One of the tasks of coding theory is to build very efficient codes: small check packets and very good error correction. Of course, these goals compete against each other to some extent.

 

Four years ago, a group at the Cambridge University led by a guy named McKay began experimenting with "randomly generated linear codes." A linear code describes a particularly simple method of generating the check packets; so simple, that when Gallager originally discovered them in the early 1960's, it was thought that they couldn't be very good. Linear codes that were constructed systematically turned out, indeed, to be poor. A linear code is determined by a large table of 0's and 1's (a "binary matrix"); a typical size for such a table is 5000 by 10000 or so. McKay discovered techniques for filling in the table by "random" choices -- there are many constraints on the table, and so you don't just flip a coin for each entry, nonetheless, large tracts in the table are chosen randomly. McKay's codes performed at nearly optimal levels, engendering a great deal of interest in them. I heard a talk by McKay on this and I spoke with him last summer at the U. of Minn.

 

I worked last summer on variations of McKay's techniques; a student of mine worked on this too and he found his own variations. I found several alternative methods that employ randomness to construct linear codes. In order to test my codes, I needed to perform a rather complicated calculation that approximates the likelihood that the code will correct an error.

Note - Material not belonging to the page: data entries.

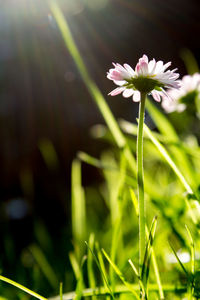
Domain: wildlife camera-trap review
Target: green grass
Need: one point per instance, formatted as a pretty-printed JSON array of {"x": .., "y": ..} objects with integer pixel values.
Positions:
[{"x": 104, "y": 217}]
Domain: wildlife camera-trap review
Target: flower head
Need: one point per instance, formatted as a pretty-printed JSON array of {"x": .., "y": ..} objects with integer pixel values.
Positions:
[
  {"x": 149, "y": 77},
  {"x": 178, "y": 99}
]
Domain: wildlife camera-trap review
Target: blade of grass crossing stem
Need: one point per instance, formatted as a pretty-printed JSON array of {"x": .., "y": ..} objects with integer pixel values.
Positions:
[
  {"x": 166, "y": 128},
  {"x": 90, "y": 270},
  {"x": 154, "y": 261},
  {"x": 92, "y": 88},
  {"x": 192, "y": 251},
  {"x": 61, "y": 291},
  {"x": 78, "y": 275},
  {"x": 147, "y": 256},
  {"x": 78, "y": 208},
  {"x": 44, "y": 265},
  {"x": 137, "y": 274},
  {"x": 182, "y": 179},
  {"x": 179, "y": 261},
  {"x": 102, "y": 272},
  {"x": 102, "y": 266},
  {"x": 21, "y": 287},
  {"x": 120, "y": 275}
]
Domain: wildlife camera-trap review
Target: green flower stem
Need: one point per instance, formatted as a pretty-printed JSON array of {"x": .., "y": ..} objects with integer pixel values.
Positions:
[{"x": 140, "y": 181}]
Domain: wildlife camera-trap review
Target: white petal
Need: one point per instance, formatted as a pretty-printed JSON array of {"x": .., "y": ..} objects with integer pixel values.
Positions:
[
  {"x": 120, "y": 83},
  {"x": 117, "y": 91},
  {"x": 136, "y": 96},
  {"x": 129, "y": 69},
  {"x": 127, "y": 93},
  {"x": 156, "y": 95}
]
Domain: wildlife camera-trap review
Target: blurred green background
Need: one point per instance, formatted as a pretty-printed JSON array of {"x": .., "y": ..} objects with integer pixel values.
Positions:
[{"x": 46, "y": 114}]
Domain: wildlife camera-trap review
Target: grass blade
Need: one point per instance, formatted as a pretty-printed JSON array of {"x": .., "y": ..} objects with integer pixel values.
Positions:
[
  {"x": 154, "y": 261},
  {"x": 147, "y": 257},
  {"x": 121, "y": 276},
  {"x": 179, "y": 261},
  {"x": 101, "y": 271},
  {"x": 91, "y": 275},
  {"x": 44, "y": 265},
  {"x": 78, "y": 201},
  {"x": 167, "y": 130},
  {"x": 21, "y": 287}
]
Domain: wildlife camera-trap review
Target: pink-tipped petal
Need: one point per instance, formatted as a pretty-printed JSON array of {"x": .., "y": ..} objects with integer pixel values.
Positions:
[
  {"x": 128, "y": 93},
  {"x": 136, "y": 96},
  {"x": 117, "y": 91},
  {"x": 156, "y": 96}
]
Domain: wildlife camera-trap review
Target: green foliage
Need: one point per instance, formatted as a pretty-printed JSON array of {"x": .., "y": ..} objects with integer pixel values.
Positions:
[{"x": 108, "y": 212}]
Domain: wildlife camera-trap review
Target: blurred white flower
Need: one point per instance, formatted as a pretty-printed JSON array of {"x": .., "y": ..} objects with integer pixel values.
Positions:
[
  {"x": 177, "y": 99},
  {"x": 148, "y": 77}
]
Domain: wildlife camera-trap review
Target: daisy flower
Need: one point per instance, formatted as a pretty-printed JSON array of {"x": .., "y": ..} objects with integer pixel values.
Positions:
[
  {"x": 178, "y": 99},
  {"x": 149, "y": 77}
]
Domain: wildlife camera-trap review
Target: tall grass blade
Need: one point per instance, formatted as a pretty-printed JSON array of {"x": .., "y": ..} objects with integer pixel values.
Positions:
[
  {"x": 154, "y": 261},
  {"x": 91, "y": 275},
  {"x": 179, "y": 261},
  {"x": 102, "y": 272},
  {"x": 92, "y": 88},
  {"x": 192, "y": 251},
  {"x": 78, "y": 208},
  {"x": 21, "y": 287},
  {"x": 121, "y": 276},
  {"x": 44, "y": 265},
  {"x": 167, "y": 130},
  {"x": 61, "y": 291},
  {"x": 147, "y": 256},
  {"x": 78, "y": 274}
]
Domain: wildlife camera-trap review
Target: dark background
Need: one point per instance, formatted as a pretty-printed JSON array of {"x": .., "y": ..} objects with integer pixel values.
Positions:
[{"x": 45, "y": 109}]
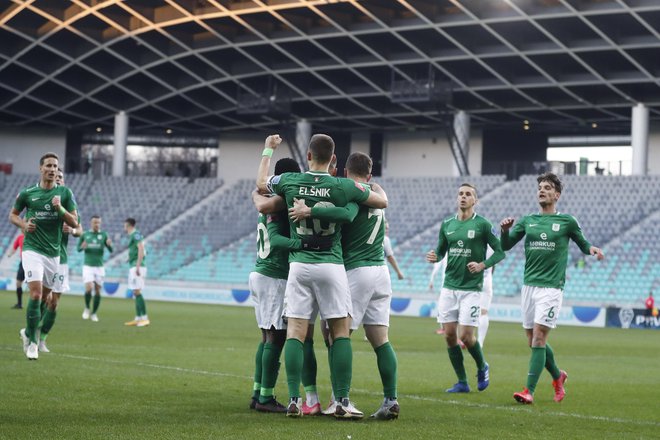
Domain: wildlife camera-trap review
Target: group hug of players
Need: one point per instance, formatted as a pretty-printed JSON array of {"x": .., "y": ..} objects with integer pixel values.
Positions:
[
  {"x": 50, "y": 217},
  {"x": 320, "y": 252}
]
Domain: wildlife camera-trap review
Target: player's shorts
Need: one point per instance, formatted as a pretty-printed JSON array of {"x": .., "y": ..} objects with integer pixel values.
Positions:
[
  {"x": 40, "y": 268},
  {"x": 268, "y": 296},
  {"x": 487, "y": 293},
  {"x": 62, "y": 281},
  {"x": 371, "y": 295},
  {"x": 20, "y": 273},
  {"x": 321, "y": 287},
  {"x": 136, "y": 282},
  {"x": 460, "y": 306},
  {"x": 93, "y": 274},
  {"x": 540, "y": 305}
]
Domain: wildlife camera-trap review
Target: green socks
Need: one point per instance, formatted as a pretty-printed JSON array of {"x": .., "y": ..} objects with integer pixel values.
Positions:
[
  {"x": 309, "y": 365},
  {"x": 536, "y": 365},
  {"x": 140, "y": 306},
  {"x": 342, "y": 366},
  {"x": 33, "y": 318},
  {"x": 456, "y": 358},
  {"x": 478, "y": 355},
  {"x": 293, "y": 363},
  {"x": 270, "y": 367},
  {"x": 387, "y": 367},
  {"x": 257, "y": 369},
  {"x": 47, "y": 323},
  {"x": 550, "y": 364}
]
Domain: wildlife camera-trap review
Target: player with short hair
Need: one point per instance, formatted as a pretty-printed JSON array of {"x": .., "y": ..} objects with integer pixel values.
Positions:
[
  {"x": 47, "y": 205},
  {"x": 317, "y": 280},
  {"x": 368, "y": 277},
  {"x": 93, "y": 242},
  {"x": 546, "y": 255},
  {"x": 20, "y": 273},
  {"x": 267, "y": 284},
  {"x": 137, "y": 256},
  {"x": 464, "y": 238},
  {"x": 49, "y": 313}
]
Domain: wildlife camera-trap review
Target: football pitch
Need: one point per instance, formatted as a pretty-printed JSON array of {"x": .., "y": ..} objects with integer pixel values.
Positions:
[{"x": 189, "y": 375}]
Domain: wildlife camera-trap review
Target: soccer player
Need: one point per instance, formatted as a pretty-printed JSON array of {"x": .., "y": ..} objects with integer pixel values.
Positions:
[
  {"x": 546, "y": 255},
  {"x": 20, "y": 273},
  {"x": 267, "y": 284},
  {"x": 464, "y": 238},
  {"x": 47, "y": 205},
  {"x": 137, "y": 255},
  {"x": 61, "y": 283},
  {"x": 93, "y": 242},
  {"x": 368, "y": 278},
  {"x": 317, "y": 280}
]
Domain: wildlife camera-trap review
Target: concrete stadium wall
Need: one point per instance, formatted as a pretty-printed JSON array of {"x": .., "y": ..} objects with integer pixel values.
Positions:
[
  {"x": 23, "y": 147},
  {"x": 426, "y": 154}
]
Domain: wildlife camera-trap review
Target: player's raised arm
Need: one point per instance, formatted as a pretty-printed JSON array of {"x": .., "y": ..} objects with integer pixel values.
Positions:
[
  {"x": 267, "y": 205},
  {"x": 377, "y": 197},
  {"x": 270, "y": 145},
  {"x": 333, "y": 214}
]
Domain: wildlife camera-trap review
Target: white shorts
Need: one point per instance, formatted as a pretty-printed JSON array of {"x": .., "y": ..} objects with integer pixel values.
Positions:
[
  {"x": 540, "y": 305},
  {"x": 312, "y": 288},
  {"x": 136, "y": 282},
  {"x": 487, "y": 293},
  {"x": 93, "y": 274},
  {"x": 268, "y": 296},
  {"x": 371, "y": 295},
  {"x": 62, "y": 281},
  {"x": 38, "y": 267},
  {"x": 460, "y": 306}
]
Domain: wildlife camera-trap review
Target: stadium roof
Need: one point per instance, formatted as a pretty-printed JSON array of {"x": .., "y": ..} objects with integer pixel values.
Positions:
[{"x": 212, "y": 65}]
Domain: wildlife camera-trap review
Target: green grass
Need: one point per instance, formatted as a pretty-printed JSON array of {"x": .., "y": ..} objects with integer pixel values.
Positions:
[{"x": 189, "y": 375}]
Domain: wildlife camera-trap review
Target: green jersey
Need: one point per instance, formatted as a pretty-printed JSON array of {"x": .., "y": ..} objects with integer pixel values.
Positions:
[
  {"x": 135, "y": 239},
  {"x": 466, "y": 241},
  {"x": 546, "y": 246},
  {"x": 96, "y": 242},
  {"x": 64, "y": 244},
  {"x": 317, "y": 189},
  {"x": 273, "y": 244},
  {"x": 47, "y": 238}
]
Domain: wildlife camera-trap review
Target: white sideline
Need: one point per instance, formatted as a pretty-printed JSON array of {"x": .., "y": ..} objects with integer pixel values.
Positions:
[{"x": 521, "y": 409}]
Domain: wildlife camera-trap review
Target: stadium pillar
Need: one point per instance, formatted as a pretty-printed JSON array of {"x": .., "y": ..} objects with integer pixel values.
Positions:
[
  {"x": 462, "y": 138},
  {"x": 303, "y": 135},
  {"x": 121, "y": 138},
  {"x": 640, "y": 139}
]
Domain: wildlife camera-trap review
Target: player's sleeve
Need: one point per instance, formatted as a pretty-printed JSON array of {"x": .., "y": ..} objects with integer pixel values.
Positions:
[
  {"x": 355, "y": 192},
  {"x": 336, "y": 214},
  {"x": 575, "y": 233},
  {"x": 21, "y": 201},
  {"x": 514, "y": 235},
  {"x": 277, "y": 239},
  {"x": 275, "y": 184},
  {"x": 80, "y": 242},
  {"x": 106, "y": 241},
  {"x": 387, "y": 247},
  {"x": 69, "y": 201},
  {"x": 441, "y": 249},
  {"x": 495, "y": 245}
]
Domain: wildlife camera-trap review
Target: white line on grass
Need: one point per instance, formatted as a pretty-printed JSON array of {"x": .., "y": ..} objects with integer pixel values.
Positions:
[{"x": 518, "y": 409}]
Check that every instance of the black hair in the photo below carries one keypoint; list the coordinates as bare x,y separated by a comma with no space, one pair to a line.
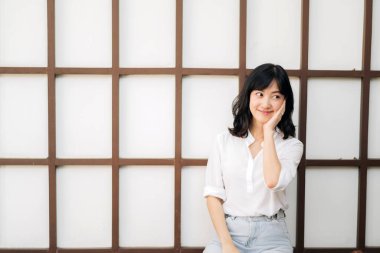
259,79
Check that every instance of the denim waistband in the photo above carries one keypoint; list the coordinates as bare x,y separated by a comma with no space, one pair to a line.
279,215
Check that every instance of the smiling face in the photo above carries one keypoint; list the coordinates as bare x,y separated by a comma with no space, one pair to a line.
264,103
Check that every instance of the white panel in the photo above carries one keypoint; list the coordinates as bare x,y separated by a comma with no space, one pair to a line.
374,120
23,116
196,224
336,34
147,108
84,206
24,207
291,213
23,33
146,206
206,111
331,199
333,118
83,33
211,33
84,116
274,32
147,33
295,83
375,58
373,208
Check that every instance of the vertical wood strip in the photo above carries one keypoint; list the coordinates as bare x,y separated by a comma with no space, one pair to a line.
115,125
178,126
300,231
51,127
364,118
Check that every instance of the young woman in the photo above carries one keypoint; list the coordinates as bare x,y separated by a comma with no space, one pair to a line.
251,165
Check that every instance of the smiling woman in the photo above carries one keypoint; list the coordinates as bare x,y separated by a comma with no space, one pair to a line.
251,166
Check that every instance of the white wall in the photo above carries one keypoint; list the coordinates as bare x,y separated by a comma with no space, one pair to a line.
147,115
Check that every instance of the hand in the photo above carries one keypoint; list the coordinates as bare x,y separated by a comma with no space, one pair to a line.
272,123
229,248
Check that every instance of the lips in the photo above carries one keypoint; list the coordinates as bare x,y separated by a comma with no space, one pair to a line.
265,112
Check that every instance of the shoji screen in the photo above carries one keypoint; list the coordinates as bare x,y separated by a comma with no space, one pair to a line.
108,109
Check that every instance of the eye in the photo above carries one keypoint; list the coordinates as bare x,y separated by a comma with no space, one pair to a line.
276,97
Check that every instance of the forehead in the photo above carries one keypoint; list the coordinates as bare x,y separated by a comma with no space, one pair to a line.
272,87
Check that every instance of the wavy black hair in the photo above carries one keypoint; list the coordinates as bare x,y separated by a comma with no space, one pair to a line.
259,79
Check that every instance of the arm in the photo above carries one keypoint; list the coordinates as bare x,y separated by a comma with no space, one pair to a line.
217,217
271,163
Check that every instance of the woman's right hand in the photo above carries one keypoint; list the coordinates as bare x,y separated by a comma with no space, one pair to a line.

In the course of trying to adapt the general formulas to my specific situation, I noticed a similarity between the formulas and some other formulas that come from the analysis of signal frequencies. I saw how to restate the entire theory of these formulas in a new way that is much easier to deal with. When I did this, I realized that small modifications of the linear codes would, in general, improve the correction of errors. The "modified codes" are not linear codes, but they are very close to being linear codes, and so I called them "mildly non-linear." These codes are the subject of ongoing projects.